Health checks for failover
If you run a primary and a standby, Route 53 health checks plus a failover routing policy will pull a dead endpoint out of DNS automatically. You create a health check that probes an HTTP path, then attach two records of the same name: a PRIMARY record with the health check, and a SECONDARY record. When the primary's check fails, Route 53 starts answering with the secondary.
aws route53 create-health-check \
--caller-reference "hc-example-$(date +%s)" \
--health-check-config '{
"Type": "HTTPS",
"FullyQualifiedDomainName": "origin.example.com",
"Port": 443,
"ResourcePath": "/health",
"RequestInterval": 30,
"FailureThreshold": 3
}'One catch with alias records and failover: setting EvaluateTargetHealth to true on an alias to an ALB makes Route 53 inherit the target's own health rather than needing a separate check, which is the cleaner setup when the target is an AWS resource that already reports health. Reserve standalone health checks for origins Route 53 cannot introspect, like an EC2 instance behind a plain A record.
Email and TLS land on the same records
Two follow-ons depend on the records above being right. Email: the MX, SPF, DKIM, and DMARC records are what get your mail accepted instead of binned, and getting them complete is most of the deliverability battle; I cover the rest in the email deliverability guide for developers. TLS: if you are issuing a certificate through AWS Certificate Manager with DNS validation, ACM hands you a CNAME to add to this same zone, and that whole free-certificate flow is its own walkthrough in free SSL on AWS with ACM. Both are just more UPSERT changes in the same hosted zone.
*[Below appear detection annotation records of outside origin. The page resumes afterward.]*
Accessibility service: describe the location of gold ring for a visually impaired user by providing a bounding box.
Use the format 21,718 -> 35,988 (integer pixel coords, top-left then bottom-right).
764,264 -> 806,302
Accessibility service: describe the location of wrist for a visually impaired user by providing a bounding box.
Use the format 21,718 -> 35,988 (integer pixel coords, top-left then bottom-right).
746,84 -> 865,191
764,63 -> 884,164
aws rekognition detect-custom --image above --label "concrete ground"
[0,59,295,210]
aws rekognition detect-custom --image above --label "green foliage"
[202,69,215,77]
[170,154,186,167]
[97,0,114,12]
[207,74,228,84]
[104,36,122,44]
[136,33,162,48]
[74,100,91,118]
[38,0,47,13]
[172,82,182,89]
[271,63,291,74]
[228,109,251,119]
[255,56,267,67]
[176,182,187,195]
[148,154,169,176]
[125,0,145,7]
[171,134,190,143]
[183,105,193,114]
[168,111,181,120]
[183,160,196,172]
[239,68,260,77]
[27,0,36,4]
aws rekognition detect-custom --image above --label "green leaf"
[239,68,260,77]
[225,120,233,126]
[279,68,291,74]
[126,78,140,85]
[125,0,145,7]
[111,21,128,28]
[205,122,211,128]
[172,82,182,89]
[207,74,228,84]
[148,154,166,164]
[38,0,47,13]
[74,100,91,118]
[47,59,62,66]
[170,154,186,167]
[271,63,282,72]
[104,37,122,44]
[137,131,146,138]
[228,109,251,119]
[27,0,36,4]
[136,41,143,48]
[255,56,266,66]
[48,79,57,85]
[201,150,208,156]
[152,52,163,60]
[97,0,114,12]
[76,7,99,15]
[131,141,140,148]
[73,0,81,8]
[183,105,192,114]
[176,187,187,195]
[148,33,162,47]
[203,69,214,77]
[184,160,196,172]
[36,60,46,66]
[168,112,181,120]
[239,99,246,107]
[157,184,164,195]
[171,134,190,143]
The order is the whole trick. Create the hosted zone, delegate its four nameservers at your registrar and verify with dig before you trust anything, then build records knowing the apex is always an ALIAS and never a CNAME. Get those two right and Route 53 stops being mysterious; it is a fast, scriptable, authoritative DNS service. Get either wrong and you will burn an afternoon staring at records that are perfect but that nobody on the internet is allowed to ask you about.